Une entreprise d’embouteillage d’eau en format 18 L peut-elle être responsable d’un vice caché affectant l’une de ses bouteilles ?
Le 12 juillet dernier, la Cour du Québec a rendu une décision intéressante en matière de protection du consommateur et de vices cachés. Une entreprise québécoise d’embouteillage d’eau, notamment en format 18 L, est poursuivie par l’assureur d’un consommateur. Ce dernier a été victime d’un dégât d’eau occasionné par une fuite d’eau dans un bouteille de 18 L installée sur un refroidisseur d’eau. Il avait acheté la bouteille d’eau quelques jours plus tôt à l’épicerie.
Il s’avère que la bouteille avait une fissure dans son fond. Étant installée à l’envers sur le refroidisseur d’eau, cette fissure a éventuellement ouvert et ainsi, permis à l’air d’y entrer et de pousser l’eau à sortir par le robinet du refroidisseur. L’eau s’est donc lentement déversée durant la journée. Quand le consommateur est revenu chez lui, il a trouvé le plancher de sa cuisine complètement endommagé.
L’entreprise d’embouteillage a fait la preuve, devant la Cour, qu’elle achète ses bouteilles de plastique de 18 L auprès de deux sous-traitants. Étant consignées par Recyc-Québec, elles sont réutilisées. Il arrive parfois que les consommateurs effectuent du remplissage libre-service à leur épicerie, à l’aide d’une distributrice. Cependant, ce n’était pas le cas du consommateur dans cette affaire.
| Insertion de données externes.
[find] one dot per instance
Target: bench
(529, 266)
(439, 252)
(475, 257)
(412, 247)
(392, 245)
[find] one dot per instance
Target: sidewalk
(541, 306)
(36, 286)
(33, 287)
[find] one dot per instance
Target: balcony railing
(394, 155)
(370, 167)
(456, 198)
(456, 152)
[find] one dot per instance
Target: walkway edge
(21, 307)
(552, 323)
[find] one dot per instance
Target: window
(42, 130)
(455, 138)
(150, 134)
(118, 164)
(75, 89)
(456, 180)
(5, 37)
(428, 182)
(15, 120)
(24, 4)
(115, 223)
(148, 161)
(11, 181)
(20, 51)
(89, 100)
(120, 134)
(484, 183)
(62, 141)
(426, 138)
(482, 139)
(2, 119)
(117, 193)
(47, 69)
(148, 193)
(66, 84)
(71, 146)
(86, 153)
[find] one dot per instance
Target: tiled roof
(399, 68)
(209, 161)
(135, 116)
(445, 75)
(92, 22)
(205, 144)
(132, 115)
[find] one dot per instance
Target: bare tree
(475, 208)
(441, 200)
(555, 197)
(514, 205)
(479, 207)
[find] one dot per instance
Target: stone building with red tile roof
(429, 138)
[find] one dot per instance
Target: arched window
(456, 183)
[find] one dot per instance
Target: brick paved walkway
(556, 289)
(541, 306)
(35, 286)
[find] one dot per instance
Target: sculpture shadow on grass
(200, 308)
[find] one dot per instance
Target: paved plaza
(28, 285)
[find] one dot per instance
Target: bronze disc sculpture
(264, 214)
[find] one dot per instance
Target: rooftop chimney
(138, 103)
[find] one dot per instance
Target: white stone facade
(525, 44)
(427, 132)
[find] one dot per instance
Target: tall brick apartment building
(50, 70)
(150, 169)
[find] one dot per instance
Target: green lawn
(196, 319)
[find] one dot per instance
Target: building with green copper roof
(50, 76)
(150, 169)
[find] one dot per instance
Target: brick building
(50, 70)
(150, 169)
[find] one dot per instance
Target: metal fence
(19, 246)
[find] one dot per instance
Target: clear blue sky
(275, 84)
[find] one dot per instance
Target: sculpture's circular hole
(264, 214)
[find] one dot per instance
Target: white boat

Il rapportait à chaque fois sa bouteille consignée à l’épicerie et en achetait une autre.
La preuve de l’entreprise d’embouteillage, à ce sujet, était que les bouteilles retournées sont lavées à l’usine, puis égouttées, remplies, scellées et ensuite soumises à un test de pression. Si la bouteille échoue ce test, elle est retirée du marché. La durée de vie normale d’une bouteille de ce type est de 10 à 15 ans.
La date de fabrication est apposée par le sous-traitant au fond de la bouteille. Celle en question dans cette affaire avait 7 ans au moment du bris.
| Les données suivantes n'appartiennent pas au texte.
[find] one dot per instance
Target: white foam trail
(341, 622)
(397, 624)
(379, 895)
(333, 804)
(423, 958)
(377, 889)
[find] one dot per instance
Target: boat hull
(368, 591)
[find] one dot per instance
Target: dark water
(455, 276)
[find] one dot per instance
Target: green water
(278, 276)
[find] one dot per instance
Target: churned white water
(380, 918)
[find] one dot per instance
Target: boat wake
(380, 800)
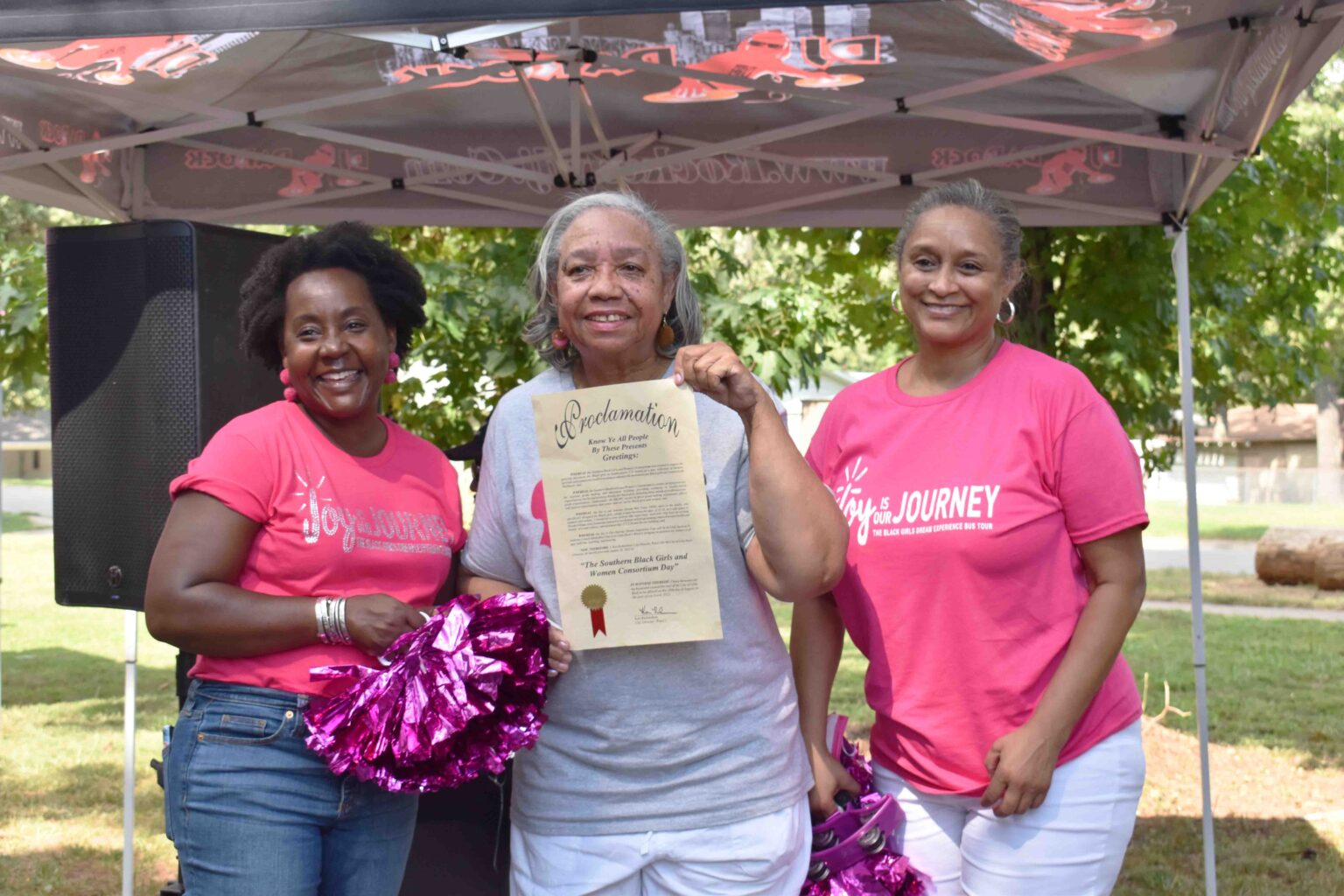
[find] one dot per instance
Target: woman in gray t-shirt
(669, 768)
En vertu du Code civil du Québec et de la Loi sur la protection du consommateur, il appartient au vendeur professionnel, comme c’est le cas ici, de prouver que la bouteille n’est pas défectueuse. Le consommateur, lui, n’a qu’à prouver que la bouteille n’a pas donné le résultat normal qu’elle devait produire. Il en résulte une présomption de défectuosité.
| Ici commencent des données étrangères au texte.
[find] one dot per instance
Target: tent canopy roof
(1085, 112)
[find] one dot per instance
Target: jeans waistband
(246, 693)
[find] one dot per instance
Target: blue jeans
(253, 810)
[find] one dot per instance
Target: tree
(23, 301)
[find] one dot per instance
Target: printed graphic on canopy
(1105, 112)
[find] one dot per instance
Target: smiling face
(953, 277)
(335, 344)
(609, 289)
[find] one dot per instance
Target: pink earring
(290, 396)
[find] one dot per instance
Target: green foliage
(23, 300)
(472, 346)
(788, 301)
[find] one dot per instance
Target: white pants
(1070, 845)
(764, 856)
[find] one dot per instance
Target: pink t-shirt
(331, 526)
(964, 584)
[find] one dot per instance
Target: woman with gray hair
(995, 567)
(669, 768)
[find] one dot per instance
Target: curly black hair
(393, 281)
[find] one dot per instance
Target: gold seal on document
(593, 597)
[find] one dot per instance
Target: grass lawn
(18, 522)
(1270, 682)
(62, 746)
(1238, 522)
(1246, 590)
Le consommateur a rencontré son fardeau de prouver le résultat anormal suite à l’usage de la bouteille d’eau, soit le déversement dû à une fissure (et non pas dû au refroidisseur à eau). Il revenait alors à l’entreprise d’embouteillage de prouver à la Cour un mauvais usage ou une mauvaise manipulation par le consommateur, une faute de l’épicerie ayant vendu la bouteille, ou l’usure normale provenant du fait que le consommateur aurait acheté la bouteille il y a très longtemps. Aucune preuve en ce sens n’a été présentée à la Cour. Seules des hypothèses et des suppositions ont été soumises pour expliquer le bris.
La Cour est d’accord que l’entreprise d’embouteillage ne peut pas être indéfiniment responsable des défauts qui peuvent apparaître sur ses bouteilles. Cependant, à chaque fois qu’une bouteille est vendue, même si elle a été réutilisée depuis de nombreuses années, elle doit rencontrer les règles de la garantie légale et donc, être utilisable normalement pendant une durée raisonnable.
L’entreprise d’embouteillage a donc été condamnée à rembourser à l’assureur du consommateur une somme de 5 500 $ pour les travaux de réfection du plancher.